New documents are constantly being authored, shared, revised and archived, creating an ongoing challenge to businesses to keep up secure repositories of information, as well as keep up with the ever changing formats in which information is composed. The wide selection of creator applications available today produces workflow and business processing challenges for organizations – even way more for big enterprises with disparate locations. Converting documents in one format to another can have many advantages for organizations, helping them realize increased productivity, better communication and enhanced process improvement, but what format should be utilized and why?
PDF, TIFF and JPEG are three file formats frequently found in the electronic information age. The necessity to convert documents from PDF to TIFF and PDF to JPEG depends upon several issues including information accessibility, image to pdf data security and file storage and archiving. The following factors should be studied into consideration when contemplating what file formats should be utilized, and when:
Accessibility & Productivity
Converting documents into universally readable formats increases business process workflow as well as worker productivity – while enhancing colleague collaboration and communication too. Since the introduction of the TIFF standard, many variations have now been introduced. The JPEG image compression format (used primarily because it’s browser supported) is just a lossy format, and thus some quality is lost when the file is compressed, which can be problematic when the file is restored or shared. Caused by these developments is that documents that were once frequently converted from PDF to TIFF and PDF to JPEG formats are now more frequently kept as PDF files – due to free readers, the standardization of the format and the preservation of document integrity.
Searchability & Archiving
TIFF is just a raster format and must first be scanned by having an OCR engine (optical character recognition) before a document in this format can be searched. PDF is just a more desirable archiving format than TIFF for a number of reasons: PDF files in many cases are more compact and therefore usually require merely a fraction of the memory space of respective TIFF files, often with better quality. Small file size is particularly advantageous for electronic file transfer (FTP, e-mail attachment etc.), and the PDF file format stores structured objects (e.g. text, vector graphics, raster images), and makes for efficient full-text search. Plus, metadata like title, author, creation date, modification date, subject, and keywords can be embedded in a PDF (or TIFF) file, enhancing archiving and retrieval.
Files stored in JPEG format (image files), aren’t directly text searchable (and frequently don’t contain word content), but may be named with titles (or otherwise indexed) and archived and located by naming attributes. However, JPEG files of documents may be scanned via OCR, and then text searched.
Document Structure & Portability
Standard TIFF doesn’t include any method for defining document structure beyond sequencing pages, while PDF documents can include bookmarks, hyperlinks, tags and annotations. Also, Web browsers don’t support TIFF – so the format isn’t helpful for Web pages – while PDF pages may be optimized for Web delivery, via an optional Adobe plug-in.
TIFF, JPEG and PDF are all portable across operating environments – so files can look exactly the same on both PCs and Macs – possibly eliminating the need to convert some files from PDF to TIFF and PDF to JPEG.
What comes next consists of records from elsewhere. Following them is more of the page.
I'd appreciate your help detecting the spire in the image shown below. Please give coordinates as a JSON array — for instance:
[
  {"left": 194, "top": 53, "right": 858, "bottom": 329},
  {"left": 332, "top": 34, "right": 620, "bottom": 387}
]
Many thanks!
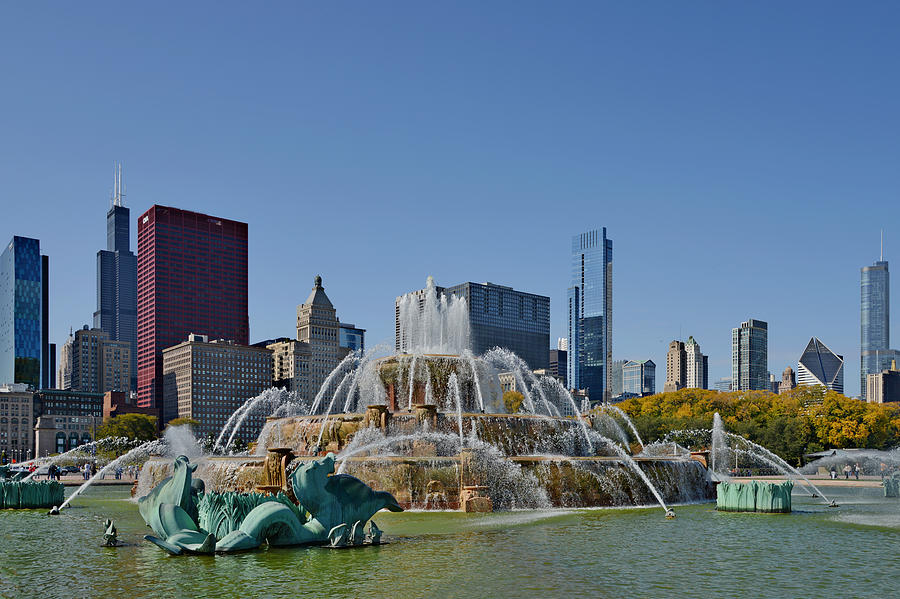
[{"left": 113, "top": 162, "right": 125, "bottom": 206}]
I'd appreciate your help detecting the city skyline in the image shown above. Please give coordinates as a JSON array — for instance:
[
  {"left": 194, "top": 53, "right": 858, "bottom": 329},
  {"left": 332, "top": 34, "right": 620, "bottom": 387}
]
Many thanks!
[{"left": 0, "top": 6, "right": 898, "bottom": 395}]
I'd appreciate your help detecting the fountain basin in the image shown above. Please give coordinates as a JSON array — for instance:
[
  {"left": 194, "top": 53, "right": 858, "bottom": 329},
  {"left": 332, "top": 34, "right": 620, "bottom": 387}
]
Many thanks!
[
  {"left": 716, "top": 481, "right": 794, "bottom": 514},
  {"left": 0, "top": 480, "right": 65, "bottom": 510}
]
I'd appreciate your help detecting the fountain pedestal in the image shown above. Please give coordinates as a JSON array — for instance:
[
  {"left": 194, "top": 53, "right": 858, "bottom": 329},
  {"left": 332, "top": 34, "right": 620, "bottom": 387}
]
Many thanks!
[
  {"left": 363, "top": 404, "right": 391, "bottom": 434},
  {"left": 415, "top": 404, "right": 437, "bottom": 430},
  {"left": 256, "top": 447, "right": 294, "bottom": 495},
  {"left": 459, "top": 485, "right": 494, "bottom": 512}
]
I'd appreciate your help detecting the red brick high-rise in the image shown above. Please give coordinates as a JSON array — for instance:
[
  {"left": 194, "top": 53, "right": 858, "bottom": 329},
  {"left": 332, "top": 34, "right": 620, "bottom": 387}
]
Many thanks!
[{"left": 137, "top": 206, "right": 250, "bottom": 423}]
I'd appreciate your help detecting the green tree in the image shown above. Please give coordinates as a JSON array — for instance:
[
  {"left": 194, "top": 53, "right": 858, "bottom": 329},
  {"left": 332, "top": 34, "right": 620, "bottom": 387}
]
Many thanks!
[
  {"left": 503, "top": 391, "right": 525, "bottom": 414},
  {"left": 97, "top": 414, "right": 157, "bottom": 441}
]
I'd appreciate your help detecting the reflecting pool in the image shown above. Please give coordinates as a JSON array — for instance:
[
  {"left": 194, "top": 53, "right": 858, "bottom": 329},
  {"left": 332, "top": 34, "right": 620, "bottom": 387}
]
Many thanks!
[{"left": 0, "top": 487, "right": 900, "bottom": 599}]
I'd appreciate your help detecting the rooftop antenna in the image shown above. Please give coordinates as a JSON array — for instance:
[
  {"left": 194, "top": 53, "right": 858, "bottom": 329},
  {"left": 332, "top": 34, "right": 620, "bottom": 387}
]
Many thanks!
[{"left": 113, "top": 162, "right": 125, "bottom": 206}]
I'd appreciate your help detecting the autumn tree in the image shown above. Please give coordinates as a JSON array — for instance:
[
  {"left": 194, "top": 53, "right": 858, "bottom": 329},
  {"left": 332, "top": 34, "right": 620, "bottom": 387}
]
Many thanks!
[{"left": 97, "top": 414, "right": 157, "bottom": 441}]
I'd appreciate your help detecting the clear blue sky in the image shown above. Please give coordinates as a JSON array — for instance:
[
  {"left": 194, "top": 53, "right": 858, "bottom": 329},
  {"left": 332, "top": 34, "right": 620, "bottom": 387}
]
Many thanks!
[{"left": 0, "top": 1, "right": 900, "bottom": 394}]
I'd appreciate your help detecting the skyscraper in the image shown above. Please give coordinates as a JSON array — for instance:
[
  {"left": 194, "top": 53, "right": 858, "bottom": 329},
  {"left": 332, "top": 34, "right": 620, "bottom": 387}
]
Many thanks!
[
  {"left": 137, "top": 206, "right": 250, "bottom": 423},
  {"left": 859, "top": 256, "right": 900, "bottom": 400},
  {"left": 94, "top": 164, "right": 137, "bottom": 390},
  {"left": 684, "top": 336, "right": 709, "bottom": 389},
  {"left": 731, "top": 319, "right": 769, "bottom": 391},
  {"left": 622, "top": 360, "right": 656, "bottom": 395},
  {"left": 59, "top": 325, "right": 132, "bottom": 393},
  {"left": 297, "top": 276, "right": 341, "bottom": 400},
  {"left": 0, "top": 235, "right": 52, "bottom": 388},
  {"left": 394, "top": 281, "right": 550, "bottom": 370},
  {"left": 663, "top": 339, "right": 687, "bottom": 393},
  {"left": 567, "top": 227, "right": 612, "bottom": 400},
  {"left": 797, "top": 337, "right": 844, "bottom": 393}
]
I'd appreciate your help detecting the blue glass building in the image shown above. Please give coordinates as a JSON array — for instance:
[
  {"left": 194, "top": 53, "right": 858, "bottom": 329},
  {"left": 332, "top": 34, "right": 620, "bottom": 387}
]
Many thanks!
[
  {"left": 94, "top": 169, "right": 137, "bottom": 390},
  {"left": 445, "top": 281, "right": 550, "bottom": 370},
  {"left": 338, "top": 322, "right": 366, "bottom": 351},
  {"left": 0, "top": 236, "right": 49, "bottom": 389},
  {"left": 394, "top": 281, "right": 550, "bottom": 370},
  {"left": 859, "top": 260, "right": 900, "bottom": 400},
  {"left": 731, "top": 318, "right": 770, "bottom": 391},
  {"left": 567, "top": 227, "right": 612, "bottom": 401}
]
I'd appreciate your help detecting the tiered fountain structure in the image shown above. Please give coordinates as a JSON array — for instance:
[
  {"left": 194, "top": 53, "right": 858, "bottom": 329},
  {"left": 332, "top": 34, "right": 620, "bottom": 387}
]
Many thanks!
[{"left": 142, "top": 278, "right": 715, "bottom": 511}]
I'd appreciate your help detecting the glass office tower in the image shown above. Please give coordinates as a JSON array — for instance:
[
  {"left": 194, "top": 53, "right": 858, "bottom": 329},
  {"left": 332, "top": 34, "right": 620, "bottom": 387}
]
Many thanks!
[
  {"left": 797, "top": 337, "right": 844, "bottom": 393},
  {"left": 0, "top": 236, "right": 47, "bottom": 389},
  {"left": 622, "top": 360, "right": 656, "bottom": 395},
  {"left": 859, "top": 260, "right": 894, "bottom": 400},
  {"left": 731, "top": 319, "right": 769, "bottom": 391},
  {"left": 567, "top": 227, "right": 612, "bottom": 401}
]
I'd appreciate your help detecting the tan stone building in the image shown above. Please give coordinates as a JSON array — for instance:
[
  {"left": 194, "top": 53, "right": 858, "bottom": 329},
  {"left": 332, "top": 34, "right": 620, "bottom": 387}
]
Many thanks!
[
  {"left": 866, "top": 360, "right": 900, "bottom": 403},
  {"left": 34, "top": 389, "right": 103, "bottom": 457},
  {"left": 163, "top": 334, "right": 273, "bottom": 441},
  {"left": 663, "top": 341, "right": 687, "bottom": 393},
  {"left": 0, "top": 383, "right": 34, "bottom": 462},
  {"left": 778, "top": 366, "right": 797, "bottom": 395},
  {"left": 297, "top": 276, "right": 340, "bottom": 401},
  {"left": 266, "top": 339, "right": 317, "bottom": 399},
  {"left": 57, "top": 325, "right": 131, "bottom": 393}
]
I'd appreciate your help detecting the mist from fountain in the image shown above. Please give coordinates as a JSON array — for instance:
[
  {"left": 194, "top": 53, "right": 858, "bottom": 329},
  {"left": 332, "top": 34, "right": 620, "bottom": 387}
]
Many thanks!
[
  {"left": 20, "top": 437, "right": 144, "bottom": 482},
  {"left": 709, "top": 412, "right": 728, "bottom": 480},
  {"left": 734, "top": 448, "right": 824, "bottom": 497},
  {"left": 309, "top": 350, "right": 359, "bottom": 414},
  {"left": 463, "top": 349, "right": 484, "bottom": 413},
  {"left": 316, "top": 371, "right": 353, "bottom": 447},
  {"left": 447, "top": 372, "right": 466, "bottom": 447},
  {"left": 406, "top": 355, "right": 419, "bottom": 412},
  {"left": 722, "top": 430, "right": 831, "bottom": 504},
  {"left": 213, "top": 387, "right": 293, "bottom": 450},
  {"left": 540, "top": 376, "right": 594, "bottom": 454},
  {"left": 603, "top": 403, "right": 644, "bottom": 451},
  {"left": 59, "top": 425, "right": 203, "bottom": 510},
  {"left": 600, "top": 411, "right": 629, "bottom": 447},
  {"left": 397, "top": 277, "right": 471, "bottom": 354}
]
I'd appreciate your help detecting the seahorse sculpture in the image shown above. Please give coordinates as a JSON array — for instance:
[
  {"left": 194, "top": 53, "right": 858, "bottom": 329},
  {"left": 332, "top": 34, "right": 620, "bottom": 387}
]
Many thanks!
[{"left": 138, "top": 453, "right": 403, "bottom": 555}]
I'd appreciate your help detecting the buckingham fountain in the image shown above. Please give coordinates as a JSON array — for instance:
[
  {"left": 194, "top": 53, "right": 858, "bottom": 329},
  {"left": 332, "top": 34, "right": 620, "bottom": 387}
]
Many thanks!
[{"left": 138, "top": 278, "right": 715, "bottom": 517}]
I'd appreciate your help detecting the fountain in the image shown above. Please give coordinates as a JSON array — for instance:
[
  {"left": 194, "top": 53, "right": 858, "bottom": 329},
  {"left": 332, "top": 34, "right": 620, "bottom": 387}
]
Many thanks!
[
  {"left": 0, "top": 466, "right": 64, "bottom": 510},
  {"left": 138, "top": 454, "right": 403, "bottom": 555},
  {"left": 146, "top": 278, "right": 714, "bottom": 516}
]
TIFF and JPEG formats do not contain built-in security protocols, so users can only just be allowed, or restricted, use of documents. The PDF format on another hand, features a sophisticated security system, which can be used setting document access passwords, or restrict usage.
PDF to TIFF and PDF to JPEG – to Convert or To not Convert – there’s no one answer
As a first faltering step towards electronic document archiving, many organizations implemented TIFF archives – ensuring long-term viability, an established document structure, and a simple to transmit format – but one that is not easily searchable. Evolving business needs have dictated that the higher functionality of the PDF format is necessary for document storage, while companies commonly use the JPEG image file compression for storage and Web compatibility for color image files. Additionally, PDF is more versatile in that it can be utilized to store JPEG images and searchable text within the document as well.
Another good format alternative for JPEG to produce documents in a browser is Portable Network Graphics Format (PNG). PNG was designed to displace the older GIF format, and is advantageous because it utilizes lossless compression, meaning no image data is lost when saving or viewing the image. (We’ll enter increased detail about PNG, and other file formats, in future articles.)